An Errant Shot, Then Fists Of Fury

Darryl Wendland joined two teenage boys for a 2009 round at Strathmore Golf Course in Alberta, Canada. An enjoyable day turned spectacular when one of the lads aced a par 3 early in the round. But when the second youth hit a wild drive on a subsequent hole, things took a turn for the worse. The shot caromed off the side of a cart occupied by a twosome, and they were not in a forgiving mood. “We apologised, but one of the guys screamed obscenities and then punched me,” Wendland says. His call to the police further enraged the punch-happy twosome. “One of the guys tackled me, and they spent the next several minutes playing kickball with my head,” he says. “The police arrived and dive-bombed the guys, and it was satisfying to see the cop’s knee grinding the punching man’s face into the gravel,” he says. But it was little solace to Wendland, who spent the next two days in the hospital, then six weeks at home recuperating from the concussion he received. G.Y.

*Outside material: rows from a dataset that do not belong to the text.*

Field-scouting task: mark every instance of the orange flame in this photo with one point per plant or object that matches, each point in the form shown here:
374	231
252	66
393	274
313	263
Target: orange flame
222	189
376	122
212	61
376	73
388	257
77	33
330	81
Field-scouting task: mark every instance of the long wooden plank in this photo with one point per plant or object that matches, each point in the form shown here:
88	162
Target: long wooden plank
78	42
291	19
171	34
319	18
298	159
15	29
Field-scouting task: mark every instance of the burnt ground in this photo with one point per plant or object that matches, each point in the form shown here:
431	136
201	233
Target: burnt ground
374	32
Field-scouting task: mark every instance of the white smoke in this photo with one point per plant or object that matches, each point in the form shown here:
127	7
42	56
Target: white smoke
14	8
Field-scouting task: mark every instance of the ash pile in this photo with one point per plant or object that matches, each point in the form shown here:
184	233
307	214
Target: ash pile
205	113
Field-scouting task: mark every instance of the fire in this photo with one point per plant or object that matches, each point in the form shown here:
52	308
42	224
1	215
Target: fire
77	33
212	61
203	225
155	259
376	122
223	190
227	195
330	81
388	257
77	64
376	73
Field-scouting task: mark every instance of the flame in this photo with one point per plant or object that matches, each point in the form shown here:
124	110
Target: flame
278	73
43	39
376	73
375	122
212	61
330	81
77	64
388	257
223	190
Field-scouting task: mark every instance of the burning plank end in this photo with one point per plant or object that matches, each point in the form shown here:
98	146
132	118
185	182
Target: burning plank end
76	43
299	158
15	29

Golfers Playing. Please Drive Carefully

A club in New Jersey was conducting a Monday outing for non-members. Things went smoothly until a group reached a dogleg-right par 4 with ponds on both sides. One guest hit his second shot, then sat in the passenger side of his cart. His playing partner was farther up the fairway, so he decided to move the cart forward. But instead of sliding over to the driver’s seat, he leaned over and tried using his left foot and hand to drive. The cart lurched out of control, sped down a slope towards a pond and flipped as it entered the water, submerging the golfer. Luckily, his forecaddie dived in and pulled the golfer out. The man, though shaken, was unhurt. The caddie then re-entered the pond and retrieved the two bags. Another cart was summoned, and the golfers finished their round. Afterwards, the fortunate guest pulled his soggy wallet from his pocket and tipped the caddie $10. You’d think the rescue of two bags would be worth at least $25. – Ron Whitten


The Trouble With Temper

Bryan Mauro signed up as judge for a long-drive competition unaware that, in 1994, a 16-year-old New York boy was killed when he struck a bench with a golf club, causing the shaft to break and pierce his heart. Mauro didn’t know that in 2005, a Texas youth died when he fell onto a club that had broken, the shaft damaging his aorta. Why would he know of such things?

Mauro, taking his place between a competitor and his bag, watched as the long-drive specialist hit several poor drives. Angered by the miscues, the competitor wheeled and slammed his club against his bag. The shaft broke, and the piece with the clubhead whipped through the air and caught Mauro just below the eye. “Luckily I got hit with the clubhead rather than the sharp end, or I wouldn’t be here to tell about it,” he says. “People need to keep their tempers down when it comes to slamming clubs near people.”  G.Y.